Elliott Management Corporation, holder of 7.1 percent of Citrix Systems, has called on the company to slash the number of its channel partners as part of a strategy to increase overall performance.
It has also called for a reduction in R&D spend, increased efforts to retain and hire the best talent, and for Citrix to consider selling the Netscaler application performance business.
Elliott is an investment firm founded in 1977 that is said to manage more than $26 billion of capital for both institutional and individual investors, with technology investments made in BMC, Informatica, Brocade, Riverbed, Juniper, Novell/Attachmate, Blue Coat and others.

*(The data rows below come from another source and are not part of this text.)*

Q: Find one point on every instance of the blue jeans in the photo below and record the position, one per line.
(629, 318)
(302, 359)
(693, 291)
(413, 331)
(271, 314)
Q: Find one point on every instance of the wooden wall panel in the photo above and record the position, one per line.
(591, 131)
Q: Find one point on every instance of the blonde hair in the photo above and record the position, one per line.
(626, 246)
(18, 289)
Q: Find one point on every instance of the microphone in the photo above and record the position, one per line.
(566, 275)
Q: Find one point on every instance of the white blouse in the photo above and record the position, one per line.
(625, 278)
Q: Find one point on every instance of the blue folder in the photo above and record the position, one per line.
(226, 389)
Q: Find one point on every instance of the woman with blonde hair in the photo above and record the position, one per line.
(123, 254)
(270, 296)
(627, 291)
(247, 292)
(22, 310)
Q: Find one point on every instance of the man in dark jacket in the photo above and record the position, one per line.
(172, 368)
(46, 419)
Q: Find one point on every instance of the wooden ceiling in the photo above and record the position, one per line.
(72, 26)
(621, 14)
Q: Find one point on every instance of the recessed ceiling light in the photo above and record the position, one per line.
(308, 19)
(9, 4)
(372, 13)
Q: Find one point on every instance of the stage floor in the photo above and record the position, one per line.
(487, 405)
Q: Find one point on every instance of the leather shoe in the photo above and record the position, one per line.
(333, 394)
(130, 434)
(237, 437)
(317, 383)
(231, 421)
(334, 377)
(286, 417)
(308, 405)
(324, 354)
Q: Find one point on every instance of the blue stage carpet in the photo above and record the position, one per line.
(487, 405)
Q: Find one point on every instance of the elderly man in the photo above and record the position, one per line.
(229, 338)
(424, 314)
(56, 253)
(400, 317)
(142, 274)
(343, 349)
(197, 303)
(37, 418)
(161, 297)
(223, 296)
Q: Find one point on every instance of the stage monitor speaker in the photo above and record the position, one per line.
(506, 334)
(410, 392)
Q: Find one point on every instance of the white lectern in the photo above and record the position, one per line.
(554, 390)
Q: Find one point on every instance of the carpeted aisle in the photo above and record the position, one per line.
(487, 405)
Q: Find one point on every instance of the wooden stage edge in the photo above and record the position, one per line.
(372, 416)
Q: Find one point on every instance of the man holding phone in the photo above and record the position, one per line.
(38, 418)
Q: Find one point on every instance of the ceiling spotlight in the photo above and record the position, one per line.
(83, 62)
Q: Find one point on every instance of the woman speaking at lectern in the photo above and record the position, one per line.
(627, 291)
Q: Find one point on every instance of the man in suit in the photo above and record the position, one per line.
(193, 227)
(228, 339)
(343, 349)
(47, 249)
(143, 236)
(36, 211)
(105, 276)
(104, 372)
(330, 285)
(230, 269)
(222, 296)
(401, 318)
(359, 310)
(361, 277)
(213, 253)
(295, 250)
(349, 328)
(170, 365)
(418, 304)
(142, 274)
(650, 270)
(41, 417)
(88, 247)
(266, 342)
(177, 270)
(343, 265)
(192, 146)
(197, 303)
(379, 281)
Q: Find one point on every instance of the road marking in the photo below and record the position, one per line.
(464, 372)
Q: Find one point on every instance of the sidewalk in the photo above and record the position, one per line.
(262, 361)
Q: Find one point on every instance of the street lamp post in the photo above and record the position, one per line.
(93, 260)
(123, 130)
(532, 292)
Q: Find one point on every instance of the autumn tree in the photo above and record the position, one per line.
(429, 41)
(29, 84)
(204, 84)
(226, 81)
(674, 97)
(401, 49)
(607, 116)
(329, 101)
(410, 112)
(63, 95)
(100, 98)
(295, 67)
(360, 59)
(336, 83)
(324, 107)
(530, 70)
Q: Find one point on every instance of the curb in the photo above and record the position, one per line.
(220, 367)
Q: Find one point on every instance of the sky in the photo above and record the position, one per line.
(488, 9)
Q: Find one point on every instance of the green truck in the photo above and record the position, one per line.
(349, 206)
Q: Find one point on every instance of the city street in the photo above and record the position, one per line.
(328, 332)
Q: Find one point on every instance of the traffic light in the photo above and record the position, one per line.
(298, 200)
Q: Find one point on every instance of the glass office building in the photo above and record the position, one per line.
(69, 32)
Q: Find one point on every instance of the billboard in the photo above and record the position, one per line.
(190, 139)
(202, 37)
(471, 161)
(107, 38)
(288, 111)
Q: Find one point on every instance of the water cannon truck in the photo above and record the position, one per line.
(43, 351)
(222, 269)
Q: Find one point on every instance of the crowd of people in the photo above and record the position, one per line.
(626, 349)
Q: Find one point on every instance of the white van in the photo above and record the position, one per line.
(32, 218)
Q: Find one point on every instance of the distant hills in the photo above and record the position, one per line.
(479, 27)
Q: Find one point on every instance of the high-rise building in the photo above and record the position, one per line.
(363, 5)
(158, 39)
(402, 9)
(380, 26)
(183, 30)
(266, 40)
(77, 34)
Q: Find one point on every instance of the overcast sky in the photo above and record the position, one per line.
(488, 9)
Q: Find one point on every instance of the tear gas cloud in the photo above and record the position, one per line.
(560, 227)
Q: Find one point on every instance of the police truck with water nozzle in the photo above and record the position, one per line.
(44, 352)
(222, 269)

Elliott claims Citrix’s sales and marketing organisation is operating “well below industry benchmarks on efficiency and effectiveness” – “primarily the result of a highly cumbersome and ineffective go-to-market strategy”.
In addition, it claims, Citrix’s channel strategy is “stretched across too many channel partners”, with “important channel-enablement resources being directed to sub-scale partners”. It added: “We are confident all of these issues are fixable through a full realignment to implement best practices in the areas of deal team composition, sales management span of control, channel management and compensation structure.”
Citrix’s product portfolio is also said to be “too broad for its scale and contains far too many underperforming product lines that consume valuable resources”. CloudBridge, CloudPlatform and ByteMobile are singled out as being “non-core, underperforming and distractions to the management team”. They should be offloaded or “realigned”, Elliott said.
The activist investor is seeking a meeting with the Citrix board to thrash things out.